# Got copies of labs--but what do they mean?



## hashimotocoaster (Mar 22, 2013)

So, I finally got copies of my labs. Some of the numbers I'd posted before were slightly inaccurate (recalled from memory or written down wrong when they told me over the phone, I guess). I'm acutely aware of what my TSH should be and what it means (!) and I know my antibodies were high, but I'm a little unclear on the others. If anyone would like to glance over them and give me their impressions, I'd really (really!) appreciate it.
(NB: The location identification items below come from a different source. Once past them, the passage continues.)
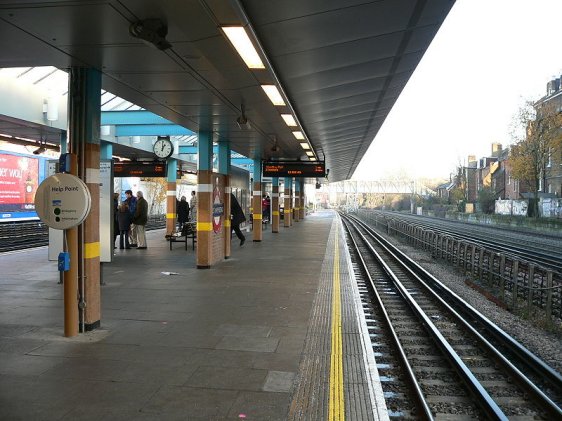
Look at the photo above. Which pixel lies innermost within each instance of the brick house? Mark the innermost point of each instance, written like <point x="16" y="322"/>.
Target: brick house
<point x="551" y="181"/>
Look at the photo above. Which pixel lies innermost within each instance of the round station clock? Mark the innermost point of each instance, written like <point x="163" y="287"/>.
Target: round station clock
<point x="163" y="147"/>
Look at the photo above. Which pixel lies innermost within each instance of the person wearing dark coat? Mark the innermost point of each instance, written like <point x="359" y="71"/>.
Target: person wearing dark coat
<point x="140" y="218"/>
<point x="237" y="218"/>
<point x="115" y="220"/>
<point x="182" y="211"/>
<point x="124" y="220"/>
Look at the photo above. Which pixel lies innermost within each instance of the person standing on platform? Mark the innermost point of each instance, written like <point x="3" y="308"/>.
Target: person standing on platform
<point x="182" y="211"/>
<point x="140" y="219"/>
<point x="132" y="206"/>
<point x="237" y="218"/>
<point x="124" y="218"/>
<point x="115" y="219"/>
<point x="193" y="206"/>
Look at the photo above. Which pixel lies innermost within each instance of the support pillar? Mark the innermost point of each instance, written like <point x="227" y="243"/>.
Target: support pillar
<point x="257" y="211"/>
<point x="275" y="204"/>
<point x="297" y="199"/>
<point x="302" y="201"/>
<point x="106" y="150"/>
<point x="204" y="200"/>
<point x="84" y="116"/>
<point x="171" y="199"/>
<point x="224" y="168"/>
<point x="288" y="185"/>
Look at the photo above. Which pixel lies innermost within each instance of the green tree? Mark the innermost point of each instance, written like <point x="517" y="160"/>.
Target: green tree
<point x="539" y="135"/>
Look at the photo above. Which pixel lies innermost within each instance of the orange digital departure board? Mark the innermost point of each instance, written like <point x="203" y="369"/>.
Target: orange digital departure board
<point x="294" y="169"/>
<point x="136" y="169"/>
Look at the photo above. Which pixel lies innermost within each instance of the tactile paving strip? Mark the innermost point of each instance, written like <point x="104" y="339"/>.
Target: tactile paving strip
<point x="362" y="399"/>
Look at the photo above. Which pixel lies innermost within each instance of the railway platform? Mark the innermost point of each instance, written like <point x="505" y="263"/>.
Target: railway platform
<point x="273" y="333"/>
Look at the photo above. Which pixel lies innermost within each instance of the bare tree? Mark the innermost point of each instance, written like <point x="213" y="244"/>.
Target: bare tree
<point x="539" y="135"/>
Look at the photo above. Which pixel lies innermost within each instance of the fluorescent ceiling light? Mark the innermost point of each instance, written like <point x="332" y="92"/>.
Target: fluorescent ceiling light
<point x="241" y="42"/>
<point x="273" y="93"/>
<point x="289" y="119"/>
<point x="298" y="135"/>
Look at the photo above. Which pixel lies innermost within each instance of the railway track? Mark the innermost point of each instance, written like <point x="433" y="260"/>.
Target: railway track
<point x="545" y="252"/>
<point x="437" y="356"/>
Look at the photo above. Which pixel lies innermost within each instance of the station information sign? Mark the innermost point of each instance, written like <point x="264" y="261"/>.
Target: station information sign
<point x="138" y="169"/>
<point x="62" y="201"/>
<point x="294" y="169"/>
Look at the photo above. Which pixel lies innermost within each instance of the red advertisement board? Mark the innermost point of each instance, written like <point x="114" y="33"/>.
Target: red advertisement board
<point x="19" y="178"/>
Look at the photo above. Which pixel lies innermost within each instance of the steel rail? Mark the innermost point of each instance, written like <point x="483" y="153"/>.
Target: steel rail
<point x="446" y="297"/>
<point x="425" y="411"/>
<point x="552" y="260"/>
<point x="482" y="398"/>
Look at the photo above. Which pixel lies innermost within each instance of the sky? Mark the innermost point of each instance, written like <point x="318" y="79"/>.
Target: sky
<point x="488" y="57"/>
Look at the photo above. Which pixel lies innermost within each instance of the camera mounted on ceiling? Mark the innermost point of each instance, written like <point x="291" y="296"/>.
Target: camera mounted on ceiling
<point x="151" y="31"/>
<point x="242" y="120"/>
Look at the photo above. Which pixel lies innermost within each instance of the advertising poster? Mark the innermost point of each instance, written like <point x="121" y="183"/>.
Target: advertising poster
<point x="19" y="179"/>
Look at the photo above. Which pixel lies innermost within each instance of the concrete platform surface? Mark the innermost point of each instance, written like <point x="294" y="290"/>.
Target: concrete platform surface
<point x="223" y="343"/>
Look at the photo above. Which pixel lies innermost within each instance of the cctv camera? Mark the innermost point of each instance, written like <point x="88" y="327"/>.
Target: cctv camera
<point x="243" y="123"/>
<point x="152" y="32"/>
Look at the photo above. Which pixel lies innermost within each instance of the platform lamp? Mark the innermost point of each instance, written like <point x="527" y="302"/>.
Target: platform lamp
<point x="51" y="108"/>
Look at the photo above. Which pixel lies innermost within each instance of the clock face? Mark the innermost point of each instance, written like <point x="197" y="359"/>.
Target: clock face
<point x="163" y="148"/>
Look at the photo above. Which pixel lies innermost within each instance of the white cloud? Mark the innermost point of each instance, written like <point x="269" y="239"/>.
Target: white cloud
<point x="488" y="56"/>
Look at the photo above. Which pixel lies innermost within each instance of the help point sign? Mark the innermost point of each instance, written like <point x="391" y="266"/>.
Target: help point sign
<point x="62" y="201"/>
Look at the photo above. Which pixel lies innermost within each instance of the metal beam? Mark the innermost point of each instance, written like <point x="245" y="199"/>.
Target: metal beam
<point x="152" y="130"/>
<point x="109" y="118"/>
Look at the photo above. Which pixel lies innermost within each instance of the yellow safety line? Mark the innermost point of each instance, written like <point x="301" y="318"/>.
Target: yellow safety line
<point x="336" y="409"/>
<point x="204" y="226"/>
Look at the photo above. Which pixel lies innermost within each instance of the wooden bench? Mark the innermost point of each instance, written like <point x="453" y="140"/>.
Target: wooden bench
<point x="183" y="236"/>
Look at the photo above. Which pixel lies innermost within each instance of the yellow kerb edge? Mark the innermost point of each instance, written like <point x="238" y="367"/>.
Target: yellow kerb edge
<point x="336" y="408"/>
<point x="204" y="226"/>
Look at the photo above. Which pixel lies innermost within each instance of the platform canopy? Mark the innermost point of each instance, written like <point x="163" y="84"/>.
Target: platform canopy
<point x="339" y="65"/>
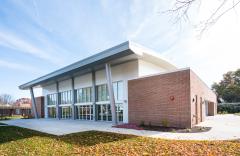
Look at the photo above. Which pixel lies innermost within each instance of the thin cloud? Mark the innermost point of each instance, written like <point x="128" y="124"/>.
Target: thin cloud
<point x="17" y="66"/>
<point x="14" y="42"/>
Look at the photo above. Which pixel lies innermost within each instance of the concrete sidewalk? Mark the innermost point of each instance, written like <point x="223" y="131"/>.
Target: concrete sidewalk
<point x="224" y="127"/>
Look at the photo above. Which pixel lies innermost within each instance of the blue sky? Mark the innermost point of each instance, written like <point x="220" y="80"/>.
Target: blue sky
<point x="39" y="36"/>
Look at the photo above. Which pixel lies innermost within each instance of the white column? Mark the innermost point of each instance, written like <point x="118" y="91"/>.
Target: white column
<point x="34" y="107"/>
<point x="73" y="100"/>
<point x="94" y="95"/>
<point x="58" y="114"/>
<point x="111" y="93"/>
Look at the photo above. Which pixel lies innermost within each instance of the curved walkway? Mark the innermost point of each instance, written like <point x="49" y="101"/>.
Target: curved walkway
<point x="224" y="127"/>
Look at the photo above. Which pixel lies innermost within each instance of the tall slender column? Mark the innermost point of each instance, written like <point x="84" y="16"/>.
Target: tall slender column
<point x="34" y="107"/>
<point x="94" y="96"/>
<point x="73" y="100"/>
<point x="58" y="113"/>
<point x="111" y="93"/>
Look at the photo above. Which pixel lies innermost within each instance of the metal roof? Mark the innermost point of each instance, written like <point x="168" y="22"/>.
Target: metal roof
<point x="116" y="52"/>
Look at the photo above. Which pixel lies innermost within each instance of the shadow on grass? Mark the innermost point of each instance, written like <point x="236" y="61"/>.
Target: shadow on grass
<point x="89" y="138"/>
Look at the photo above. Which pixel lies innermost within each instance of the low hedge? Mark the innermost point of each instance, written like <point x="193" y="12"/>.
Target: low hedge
<point x="228" y="108"/>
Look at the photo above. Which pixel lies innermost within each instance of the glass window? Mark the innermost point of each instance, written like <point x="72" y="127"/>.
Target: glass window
<point x="84" y="95"/>
<point x="102" y="93"/>
<point x="66" y="112"/>
<point x="52" y="99"/>
<point x="66" y="97"/>
<point x="85" y="112"/>
<point x="51" y="112"/>
<point x="119" y="90"/>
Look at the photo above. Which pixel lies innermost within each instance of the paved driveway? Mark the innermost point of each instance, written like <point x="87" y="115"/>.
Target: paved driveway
<point x="224" y="127"/>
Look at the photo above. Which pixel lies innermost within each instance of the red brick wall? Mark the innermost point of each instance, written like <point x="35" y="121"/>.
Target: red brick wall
<point x="177" y="97"/>
<point x="164" y="97"/>
<point x="200" y="93"/>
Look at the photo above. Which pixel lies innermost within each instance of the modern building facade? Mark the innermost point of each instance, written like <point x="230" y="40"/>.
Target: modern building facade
<point x="103" y="88"/>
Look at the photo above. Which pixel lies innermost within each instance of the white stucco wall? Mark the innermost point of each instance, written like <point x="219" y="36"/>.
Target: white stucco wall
<point x="122" y="72"/>
<point x="148" y="68"/>
<point x="51" y="89"/>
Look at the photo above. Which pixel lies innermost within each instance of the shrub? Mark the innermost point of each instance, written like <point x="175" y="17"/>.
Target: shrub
<point x="149" y="124"/>
<point x="165" y="123"/>
<point x="228" y="108"/>
<point x="142" y="124"/>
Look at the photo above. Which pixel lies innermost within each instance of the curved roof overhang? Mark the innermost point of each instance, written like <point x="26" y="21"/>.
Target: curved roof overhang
<point x="116" y="55"/>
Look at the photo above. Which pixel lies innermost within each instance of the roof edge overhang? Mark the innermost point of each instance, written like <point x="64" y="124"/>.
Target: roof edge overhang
<point x="106" y="56"/>
<point x="102" y="57"/>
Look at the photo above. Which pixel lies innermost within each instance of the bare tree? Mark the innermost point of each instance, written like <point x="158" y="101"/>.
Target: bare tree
<point x="180" y="12"/>
<point x="6" y="99"/>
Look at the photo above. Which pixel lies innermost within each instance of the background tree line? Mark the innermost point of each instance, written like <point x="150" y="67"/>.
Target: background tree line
<point x="228" y="89"/>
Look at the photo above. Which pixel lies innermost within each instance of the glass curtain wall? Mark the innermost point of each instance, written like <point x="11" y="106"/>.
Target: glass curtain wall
<point x="51" y="104"/>
<point x="103" y="104"/>
<point x="84" y="109"/>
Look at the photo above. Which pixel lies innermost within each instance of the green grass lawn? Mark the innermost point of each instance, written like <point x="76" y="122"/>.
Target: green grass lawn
<point x="11" y="117"/>
<point x="20" y="141"/>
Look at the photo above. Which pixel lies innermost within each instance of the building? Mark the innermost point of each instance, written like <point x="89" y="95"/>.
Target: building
<point x="142" y="85"/>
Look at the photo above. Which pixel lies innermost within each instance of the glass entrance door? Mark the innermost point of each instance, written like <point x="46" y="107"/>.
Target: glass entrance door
<point x="104" y="112"/>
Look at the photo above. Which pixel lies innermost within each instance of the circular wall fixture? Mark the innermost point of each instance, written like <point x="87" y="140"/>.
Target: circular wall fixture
<point x="171" y="98"/>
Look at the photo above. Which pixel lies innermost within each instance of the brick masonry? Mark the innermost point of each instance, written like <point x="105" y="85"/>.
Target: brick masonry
<point x="167" y="98"/>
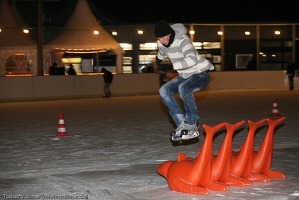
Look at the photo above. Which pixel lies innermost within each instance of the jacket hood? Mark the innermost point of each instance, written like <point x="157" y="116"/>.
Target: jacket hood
<point x="179" y="29"/>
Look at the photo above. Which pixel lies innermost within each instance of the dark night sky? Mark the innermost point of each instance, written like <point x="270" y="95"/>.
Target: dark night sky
<point x="198" y="11"/>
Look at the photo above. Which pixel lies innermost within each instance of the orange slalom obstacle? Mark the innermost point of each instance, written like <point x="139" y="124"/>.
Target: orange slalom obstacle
<point x="275" y="112"/>
<point x="61" y="127"/>
<point x="241" y="161"/>
<point x="218" y="172"/>
<point x="189" y="175"/>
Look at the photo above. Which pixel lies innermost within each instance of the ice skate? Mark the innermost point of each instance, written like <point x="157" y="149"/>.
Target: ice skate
<point x="176" y="135"/>
<point x="190" y="131"/>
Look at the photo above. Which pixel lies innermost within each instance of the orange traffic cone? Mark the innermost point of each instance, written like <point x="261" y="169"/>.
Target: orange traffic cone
<point x="275" y="112"/>
<point x="61" y="127"/>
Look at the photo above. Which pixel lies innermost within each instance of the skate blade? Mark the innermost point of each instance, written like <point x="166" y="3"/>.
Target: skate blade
<point x="189" y="137"/>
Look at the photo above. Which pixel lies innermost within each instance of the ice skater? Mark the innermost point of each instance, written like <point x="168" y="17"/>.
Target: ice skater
<point x="192" y="77"/>
<point x="108" y="77"/>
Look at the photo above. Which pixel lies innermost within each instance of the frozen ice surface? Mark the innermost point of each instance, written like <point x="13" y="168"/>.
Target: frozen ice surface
<point x="114" y="146"/>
The labs from 2011 were before I had my thyroid tested. I was seeing the doctor because I was having stomach pain (which has vanished since I started Synthroid!).

10/7/2011:

Neutro: 75.2 (42-75) High
Lymph: 16.2 (21-51) Low
Mono: 7.2 (2-13)
Eos: 1.3 (1-10)
Baso: 0.1 (0-2)

Absolute Lymph: 0.8 (1.0-5.0) High

Glucose: 100 (70-99) High

8/21/2012:

TSH: 4.948 (0.55-4.78) High

Late Semptember (labs from ER I don't have in front of me):

TSH: 7.8

10/4/2012 (had no idea they did T3 & T4!):

TSH: 3.973
Thyroxine: 6.9 (4.5-12.0)
Triiodothyronine: 78 (60-170)

Neutro: 66.3
Lymph: 23.3
Mono: 8.4
Eos: 1.7
Baso: 0.1

10/11/2012:

EBV Anitbodies, Chronic Active
EBV Ab to Viral Capsid Ag IgG: 3.67 High
EBV Ab to Early Antigen IgG: 1.14 High
EBV Ab to Nuclear Antigen IgG: 2.14 High
(<=0.90 negative)
(for some reason there are three results for these tests, but they're all similar)

Neutro: 74.2
Lymph: 16.5 Low
Mono: 7.3
Eos: 1.4
Baso: 0.3

10/23/2012:

TPO Ab: 109.0 High (<35)

12/13/2012:

TSH: 2.514

2/14/13:

TSH: 0.115 Low
Thyroxine (free): 1.47 (0.65-1.52)

RBC Folate: 703 (>366)

Ferritin: 15.9 (13-150) (???)
Iron: 68 (26-164)
Iron binding capacity unsaturated: 252 (162-406)
Iron binding capacity, total: 320 (259-492)
Transferrin Saturation %: 21 (8.9-40.5)

Neutro: 72.0
Lymph: 18.2 Low
Mono: 8.1
Eos: 1.3
Baso: 0.2

3/21/13:

TSH: 0.165

There's other stuff, but I feel like this is the most significant information. I already know my thyroid is nuts, but I'm mainly worried about the lymphocytes being low most of the time. I'm not an expert on ferritin but mine was low-normal and I'm not sure what that means, either. Any ideas appreciated!


----------



## Lovlkn (Dec 20, 2009)

I've cut and pasted the labs that I want to comment on.


> 8/21/2012:
> 
> TSH: 4.948 (0.55-4.78) High
> 
> ...


You should supplement with iron. It's cheap, buy something OTC

Hmmm, your TSH went hyper.

Next test needs to be TSI to determine what is happening.

Have you had a TSI?

Are you on any medication?


----------



## hashimotocoaster (Mar 22, 2013)

Lovlkn said:


> I've cut and pasted the labs that I want to comment on.
> 
> You should supplement with iron. It's cheap, buy something OTC
> 
> ...


Thanks for your reply! I'll get some iron. I'm on Synthroid 25mcg. I was on 75mcg when my TSH was 0.115, and on 50mcg when it was 0.165. Not sure if I was on too much or if my thyroid just freaked out.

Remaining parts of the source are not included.